Risk managers from the global communications and technology industries met with leading risk specialists at a high level seminar in Austria organised by Lloyd’s broker Jardine Lloyd Thompson.
They were there to learn about the latest threats to their sector and how those threats are exacerbated on one hand by advances in technology and on the other hand by the economic recession.
From phishing to whaling
Rik Ferguson, senior security advisor at Trend Micro, worried delegates by explaining how organised crime is moving into cyberspace.

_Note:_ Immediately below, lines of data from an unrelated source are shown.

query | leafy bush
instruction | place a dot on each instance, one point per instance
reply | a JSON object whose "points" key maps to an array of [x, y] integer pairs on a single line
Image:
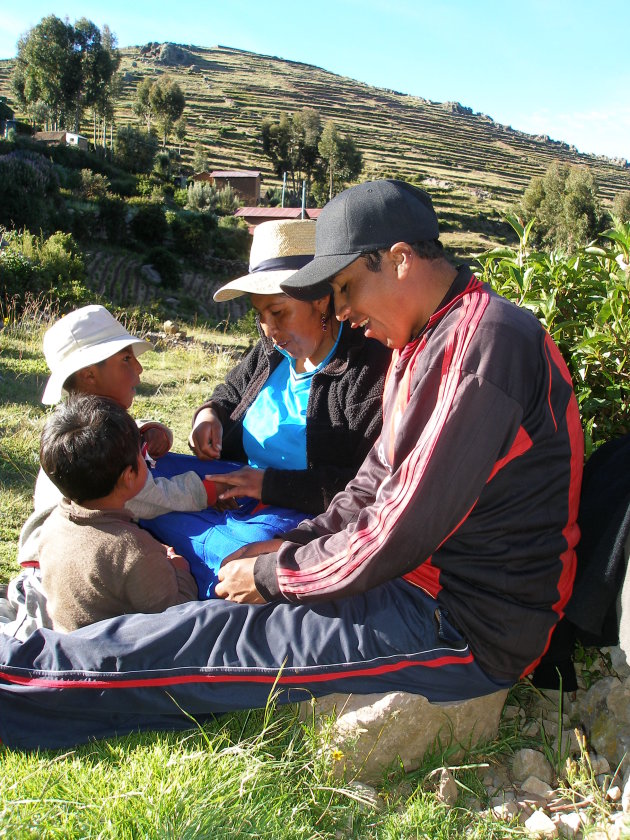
{"points": [[180, 197], [166, 265], [192, 233], [113, 217], [93, 185], [583, 300], [29, 190], [202, 197], [51, 268], [149, 225], [232, 240], [81, 220], [227, 201], [621, 206], [135, 149], [563, 207]]}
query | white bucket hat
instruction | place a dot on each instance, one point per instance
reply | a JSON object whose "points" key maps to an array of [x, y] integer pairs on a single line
{"points": [[278, 250], [81, 338]]}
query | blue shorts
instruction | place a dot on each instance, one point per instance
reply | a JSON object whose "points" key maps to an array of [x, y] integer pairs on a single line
{"points": [[206, 537]]}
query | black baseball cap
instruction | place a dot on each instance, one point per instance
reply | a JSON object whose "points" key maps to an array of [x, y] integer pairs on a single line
{"points": [[368, 217]]}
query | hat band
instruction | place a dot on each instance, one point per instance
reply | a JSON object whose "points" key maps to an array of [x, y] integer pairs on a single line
{"points": [[282, 263]]}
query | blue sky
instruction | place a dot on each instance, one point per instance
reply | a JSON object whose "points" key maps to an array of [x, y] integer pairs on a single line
{"points": [[558, 68]]}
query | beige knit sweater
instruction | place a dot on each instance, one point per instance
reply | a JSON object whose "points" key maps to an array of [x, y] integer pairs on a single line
{"points": [[97, 564]]}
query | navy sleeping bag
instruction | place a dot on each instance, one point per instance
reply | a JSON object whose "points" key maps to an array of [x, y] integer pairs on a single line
{"points": [[206, 537]]}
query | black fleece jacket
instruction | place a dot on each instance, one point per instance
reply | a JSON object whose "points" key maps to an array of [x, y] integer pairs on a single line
{"points": [[343, 418]]}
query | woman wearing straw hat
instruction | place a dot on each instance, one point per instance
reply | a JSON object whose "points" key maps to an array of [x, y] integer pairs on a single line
{"points": [[301, 411], [305, 406]]}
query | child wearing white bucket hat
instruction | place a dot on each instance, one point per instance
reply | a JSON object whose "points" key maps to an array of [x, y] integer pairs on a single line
{"points": [[89, 351]]}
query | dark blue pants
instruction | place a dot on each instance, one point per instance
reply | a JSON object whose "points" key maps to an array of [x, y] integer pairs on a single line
{"points": [[144, 671]]}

Take control of your online profile was Ferguson’s key loss prevention message. Use social and professional networking but use it wisely, Ferguson advised.
“We are all too free with our personal details,” he said. “We hear a lot in the news about lost data sticks and laptops stolen from cars, but malware actually accounts for most lost data.”
There is a huge evolution in the cyber threat and specifically in the use and availability of malware, Ferguson explained.
In 1988, fewer than 2,000 unique malware samples had been logged. By 1998 the figure had risen to 178,000 and in August 2008 reached nearly six million.
Rising in the priority rankings
In a seminar session dedicated to cyber liability and reputational risk, Luke Foord-Kelcey (partner at JLT) pointed out that digital and cyber risks have jumped up the list of priorities for most risk managers.
“The privacy and security related risks that arise from such events expose organisations to regulatory actions, liability claims and direct [first party] losses,” he said.
As well as the more tangible losses linked to network disruption, cyber extortion and data loss, the reputational risk is huge. “And nobody is immune,” he warned.
Enforcement
Foord-Kelcey said that cyber crime is unusual and difficult to cope with because the usual law enforcement defences are simply not able to combat the threat: action by bodies such as the Serious Organised Crime Agency is almost entirely limited to disruption, with little done in the way of prosecution.
Speaking about IT security he said, “The problem there is that cyber criminals are generally pro-active, whereas cyber-security measures are mostly reactive.”
Insurance available
But insurance cover relating to network security and the loss of intangible assets (such as licenses or intellectual property), extortion and non-damage business interruption is available.
Likewise, privacy protection risks and/or third party liability exposures can be insured by a small but evolving market. Insurance available includes cover for:
Liability protection for consumers’ personal data, even when protected by law
Defence costs of alleged violations of privacy or security regulations
Network security third party liability following cyber attacks.
Risk management
Risk managers whose companies are adapting to the opportunities presented by the internet have a lot to think about.
Charmian Steven, head of internal audit at media group Trinity Mirror explained how her company has diversified into a multimedia organisation, multiplying its exposures, for instance to customers’ personal data and reputational risk.
A risk review revealed how the group’s risk profile was changing and that insurance covers were not necessarily keeping up.
“New business models bring new risks and traditional IT security measures and insurance cover are not always enough,” she said. “Laws and regulations are not specific to the digital world and rules are emerging on a case basis.”
Based on her experience, Steven advises organizations whose business is exposed to cyber threats to first reduce the risks and then look at the new insurance products on offer.
“Take advice from your broker and use the experiences of other industries and businesses,” Steven stressed. “Look at the new insurance policies that are becoming available to protect against cyber threats and carry out a cost benefit exercise to see if they will work for you.”